32. Throw away your stress
This simple activity is one of the most productive social-emotional learning activities for learners of all ages. Ask your students to write down their expectations and insecurities, rip them up, and throw them away. This emotional check-in takes about three minutes. By acknowledging how they are feeling, you’ll acknowledge their barriers to learning and create a safe space for your students to overcome them.
33. Teach a calming activity
Weaving has a naturally calming effect on students. Have students create weavings with positive self-affirmations written on strips of paper woven together. Or if students are using yarn to weave, encourage them to make connections to the emotions tied to each color they are choosing.
34. Foster deeper connections
Have your students interview each other throughout the year about topics such as cultural background, family traditions, or opinions about a current event. Conducting a formal interview is different than a casual conversation and teaches skills such as focused listening and conversational skills. In addition, learning about their classmates will broaden their perspective as they consider that everyone’s background and experience are not necessarily the same as their own.

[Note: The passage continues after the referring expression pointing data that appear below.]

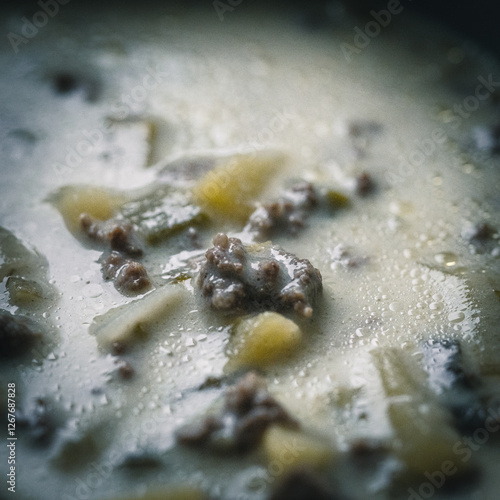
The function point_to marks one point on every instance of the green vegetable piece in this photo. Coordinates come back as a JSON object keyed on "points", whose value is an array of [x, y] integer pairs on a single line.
{"points": [[163, 214], [336, 200]]}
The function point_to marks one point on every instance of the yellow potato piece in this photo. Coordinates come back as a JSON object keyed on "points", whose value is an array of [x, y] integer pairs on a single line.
{"points": [[288, 449], [425, 438], [263, 340], [72, 201], [230, 188]]}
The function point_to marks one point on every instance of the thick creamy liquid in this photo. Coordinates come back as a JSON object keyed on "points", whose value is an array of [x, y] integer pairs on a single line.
{"points": [[256, 81]]}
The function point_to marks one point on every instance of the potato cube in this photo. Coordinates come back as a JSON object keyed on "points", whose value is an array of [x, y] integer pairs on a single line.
{"points": [[425, 438], [262, 340], [129, 324], [72, 201], [230, 188], [291, 449]]}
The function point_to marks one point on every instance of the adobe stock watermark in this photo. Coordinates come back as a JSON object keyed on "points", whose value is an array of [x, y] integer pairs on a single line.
{"points": [[122, 109], [363, 37], [463, 450], [275, 469], [30, 28], [221, 7], [425, 148]]}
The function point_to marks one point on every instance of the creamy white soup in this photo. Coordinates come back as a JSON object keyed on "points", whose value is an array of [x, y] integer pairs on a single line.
{"points": [[247, 253]]}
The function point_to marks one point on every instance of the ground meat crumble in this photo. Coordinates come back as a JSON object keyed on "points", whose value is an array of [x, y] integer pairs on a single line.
{"points": [[118, 265], [237, 278], [18, 334], [288, 214], [248, 410]]}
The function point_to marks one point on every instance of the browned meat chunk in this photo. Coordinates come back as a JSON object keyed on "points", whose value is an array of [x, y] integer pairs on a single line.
{"points": [[66, 82], [18, 334], [457, 388], [302, 485], [129, 276], [487, 138], [286, 215], [237, 279], [40, 421], [118, 235], [364, 184], [482, 236], [248, 410]]}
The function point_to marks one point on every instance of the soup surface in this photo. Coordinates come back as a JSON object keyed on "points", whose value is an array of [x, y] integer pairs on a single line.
{"points": [[246, 253]]}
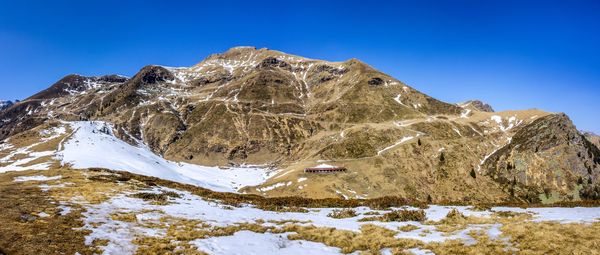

35. Teach them to work toward a common goal
Source: Teaching Excellence
Classroom jobs teach responsibility and give kids ownership of their classroom. Pride in a job well done is a great confidence builder. Plus, a neat and orderly classroom is a better learning environment. Check out our Big List of Classroom Jobs for more ideas.
36. Teach your kids about Zones of Regulation
Sometimes big feelings are hard to manage. Here are 18 awesome social-emotional learning activities that help kids recognize powerful emotions and learn strategies for dealing with them.
37. Teach social-emotional skills to promote equity
When we hear, promote, and lift up all of our students, we create classroom communities where students feel a sense of belonging and safety. And one of the best ways to achieve this is with social-emotional learning activities. Find out how with 5 Ways SEL Can Help Your Class Become a More Inclusive Community.
38. End each day intentionally
The end of the school day can get pretty hectic. However, incorporating simple social-emotional learning activities can help calm the chaos. End each day intentionally by coming together for just a few minutes to reflect on your day together. Check in with how your students are feeling, talk about what went well, read some notes from the kindness bucket, and set some goals for tomorrow.